Proposal for a 6th AML Directive
The Commission’s proposal for a 6th AML Directive (the Directive) provides for a number of changes of substance aiming to bring about a greater level of convergence in the practices of supervisors and FIUs and in relation to cooperation among competent authorities. However, provisions on risk assessments or the collection of statistics are largely left unchanged, and only reviewed to take stock of the current inefficiencies identified, such as the excessive frequency of the supra-national risk assessment and the requirement to collect statistics on illegal activities.
The draft Directive provides for the following amendments:
- Extension of the frequency of the assessment of AML/CFT risks at EU level to every four years, and report findings to the European Parliament and Council. Member States are also due to carry out national risk assessments at least every four years.
- Clarifications on the responsibilities and powers of national supervisors and the rules for information-sharing between supervisors and obliged entities.
- New provisions on FIUs, including on the financial analysis function of FIUs and on their operational independence, their resources and their security.
- New provisions on AML/CFT supervision, including the tasks and powers of national supervisors, and the creation of an AML/CFT supervisory when cross-border credit or financial institutions operate in several Member States.
- New provisions on self-regulatory bodies (SRBs).
Revision of the 2015 Regulation on Transfers of Funds
The Commission’s rationale behind the proposed revised Regulation on Transfers of Funds is to ensure that crypto-asset transfers bear the same obligations as cross-border wire transfers, as both are subject to similar ML/TF risks and such tracing can be a valuable tool in the prevention and detection of ML/TF. While some CASPs are already covered by AML/CFT rules, the proposal extends these rules to the entire crypto-asset sector. Specifically, the Commission suggests to:
- Widen the scope to include CASPs offering a traditional wire transfer service, or a crypto-asset transfer between a CASP and another obliged entity, whether a CASP or an obliged entity, such as a bank. The rules will apply if at least one of the CASPs involved in the transfer of crypto-assets is established in the EU.

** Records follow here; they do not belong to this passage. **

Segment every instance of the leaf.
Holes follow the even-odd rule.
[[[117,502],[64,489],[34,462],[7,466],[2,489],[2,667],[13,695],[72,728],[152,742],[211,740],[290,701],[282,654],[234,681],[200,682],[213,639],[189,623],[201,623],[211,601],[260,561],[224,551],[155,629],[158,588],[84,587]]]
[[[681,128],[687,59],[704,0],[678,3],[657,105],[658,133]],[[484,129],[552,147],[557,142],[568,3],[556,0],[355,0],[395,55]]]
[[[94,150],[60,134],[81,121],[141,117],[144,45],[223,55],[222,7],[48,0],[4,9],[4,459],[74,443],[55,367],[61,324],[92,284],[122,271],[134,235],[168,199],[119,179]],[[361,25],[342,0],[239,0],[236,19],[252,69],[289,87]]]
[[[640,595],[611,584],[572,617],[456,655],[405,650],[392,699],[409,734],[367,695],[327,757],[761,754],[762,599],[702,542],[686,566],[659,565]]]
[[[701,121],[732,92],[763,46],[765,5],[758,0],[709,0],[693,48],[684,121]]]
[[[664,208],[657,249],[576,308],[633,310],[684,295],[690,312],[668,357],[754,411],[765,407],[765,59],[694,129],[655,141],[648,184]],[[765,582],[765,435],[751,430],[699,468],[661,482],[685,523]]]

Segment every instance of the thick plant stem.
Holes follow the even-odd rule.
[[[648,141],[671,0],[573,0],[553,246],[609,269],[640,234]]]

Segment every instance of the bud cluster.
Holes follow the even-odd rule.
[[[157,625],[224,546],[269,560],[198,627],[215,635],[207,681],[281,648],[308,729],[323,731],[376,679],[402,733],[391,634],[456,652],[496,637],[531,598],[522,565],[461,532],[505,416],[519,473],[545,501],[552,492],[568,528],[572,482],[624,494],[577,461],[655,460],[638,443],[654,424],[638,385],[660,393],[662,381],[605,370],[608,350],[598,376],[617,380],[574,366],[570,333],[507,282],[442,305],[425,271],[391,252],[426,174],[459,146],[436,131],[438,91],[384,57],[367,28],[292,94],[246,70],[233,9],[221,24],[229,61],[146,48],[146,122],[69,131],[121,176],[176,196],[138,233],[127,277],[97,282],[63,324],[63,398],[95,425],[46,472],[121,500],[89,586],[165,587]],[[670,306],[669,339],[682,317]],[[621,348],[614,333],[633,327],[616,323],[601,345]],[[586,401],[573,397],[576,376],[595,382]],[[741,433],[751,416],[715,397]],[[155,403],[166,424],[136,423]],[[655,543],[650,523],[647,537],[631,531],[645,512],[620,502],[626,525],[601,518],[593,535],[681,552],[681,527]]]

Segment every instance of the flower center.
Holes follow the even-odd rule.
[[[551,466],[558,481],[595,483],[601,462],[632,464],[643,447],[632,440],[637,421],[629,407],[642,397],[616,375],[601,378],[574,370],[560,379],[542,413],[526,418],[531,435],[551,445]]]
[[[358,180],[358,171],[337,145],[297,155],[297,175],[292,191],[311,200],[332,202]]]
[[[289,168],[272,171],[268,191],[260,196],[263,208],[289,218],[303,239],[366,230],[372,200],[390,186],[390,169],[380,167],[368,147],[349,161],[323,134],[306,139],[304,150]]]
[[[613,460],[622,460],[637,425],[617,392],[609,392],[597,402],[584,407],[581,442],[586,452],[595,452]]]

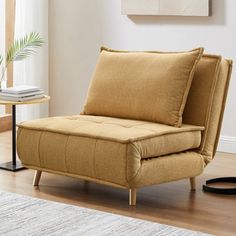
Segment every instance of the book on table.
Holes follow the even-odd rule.
[[[44,97],[44,92],[35,86],[15,86],[1,89],[0,99],[14,102],[23,102]]]

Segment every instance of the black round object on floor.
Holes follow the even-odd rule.
[[[235,188],[216,188],[216,187],[212,187],[208,185],[212,183],[236,183],[236,177],[222,177],[222,178],[210,179],[206,181],[206,185],[202,186],[202,189],[205,192],[226,194],[226,195],[236,195],[236,187]]]

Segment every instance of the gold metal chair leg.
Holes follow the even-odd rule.
[[[136,199],[137,199],[137,191],[135,188],[131,188],[129,190],[129,205],[135,206],[136,205]]]
[[[39,186],[39,181],[42,175],[41,170],[36,170],[34,174],[33,186]]]
[[[195,191],[196,190],[196,177],[192,177],[189,180],[190,180],[191,191]]]

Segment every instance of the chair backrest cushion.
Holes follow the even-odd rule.
[[[215,155],[228,91],[232,61],[203,55],[196,67],[183,113],[183,123],[204,126],[200,153],[209,162]]]
[[[180,127],[202,48],[128,52],[102,48],[82,114]]]

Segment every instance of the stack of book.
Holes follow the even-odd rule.
[[[0,90],[0,100],[24,102],[44,97],[44,92],[35,86],[15,86]]]

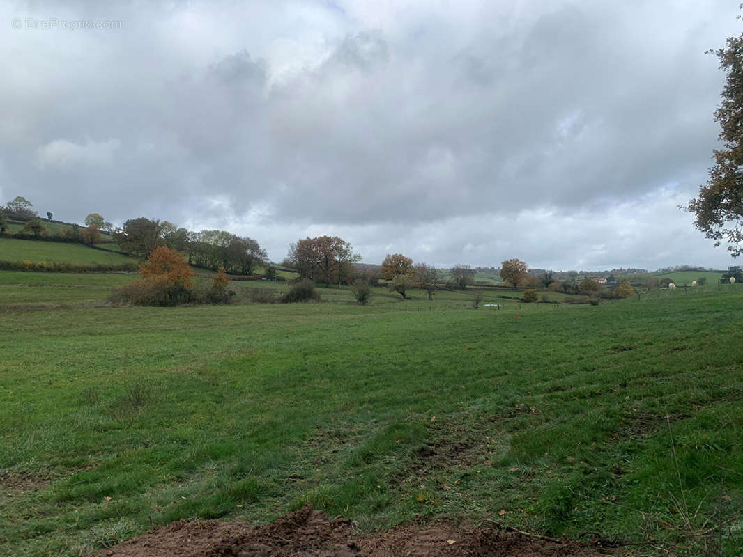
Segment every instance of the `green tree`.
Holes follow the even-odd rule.
[[[97,212],[91,212],[87,217],[85,217],[85,226],[86,227],[95,227],[99,230],[106,226],[106,221],[103,220],[103,217]]]
[[[475,282],[475,270],[469,265],[455,265],[449,272],[460,288]]]
[[[289,247],[290,266],[305,280],[339,284],[351,274],[351,264],[361,258],[351,244],[337,236],[299,240]]]
[[[31,202],[22,195],[19,195],[15,199],[7,202],[7,210],[19,215],[25,213],[33,215],[33,212],[30,210],[32,206],[33,206]]]
[[[412,270],[413,260],[402,253],[387,254],[382,261],[382,278],[391,281],[398,275],[409,275]],[[404,296],[403,296],[404,298]]]
[[[44,234],[46,230],[42,226],[41,221],[38,218],[34,218],[23,225],[22,232],[24,234],[29,234],[34,238],[39,238]]]
[[[723,146],[714,150],[709,179],[687,209],[695,215],[698,230],[716,246],[726,240],[727,251],[738,257],[743,253],[743,33],[730,37],[727,48],[715,53],[727,74],[714,115]]]
[[[507,259],[501,264],[501,278],[516,287],[526,275],[526,264],[521,259]]]
[[[428,299],[433,299],[433,293],[441,284],[441,273],[438,269],[425,263],[419,263],[415,266],[415,281],[418,288],[426,290]]]
[[[116,231],[114,240],[121,246],[123,251],[149,258],[162,243],[160,221],[146,217],[129,219],[121,229]]]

- Provide obligations on CASPs of the originator to ensure that transfers of crypto-assets are accompanied by the originator’s name, account number, address, official personal document number, customer identification number or date and place of birth, along with the beneficiary’s name, and account number when possible.
- Provide obligations on CASPs of the beneficiary to implement effective procedures to detect whether the information on the originator is included in, or follows, the transfer of crypto-assets, and to implement effective procedures, including, where appropriate, ex-post monitoring or real-time monitoring, in order to detect whether the required information on the originator or the beneficiary is missing.
The extension of the monitoring and retention requirements to providers, including crypto-assets, might have some adverse consequences both for those active in the ransomware business, as well as on businesses transacting with them as part of ransom payments.
Conclusion
The Commission’s ambitious package aims to strengthen the EU’s AML/CFT supervisory framework at both the EU and Member State level, to clarify applicable rules to detect and prevent ML/TF, and to adapt the rules to the digital age. The use of Regulations, as opposed to Directives, will facilitate uniformity as once the rules are adopted in Brussels, they will become directly applicable in all Member States. Further, standards have been harmonized, such as for reporting obligations, customer due diligence, and beneficial ownership information, which overall reduces complexity although provisions have become more stringent.
While far-reaching, the proposals are overall non-controversial and should be approved rather swiftly. Both the Council and the European Parliament have supported the Commission’s suggestion to create an EU AML supervisor and render AML obligations more precise and stringent through a Regulation to ensure uniform application. One of the issues which remain unanswered is in which Member State AMLA’s seat will be established.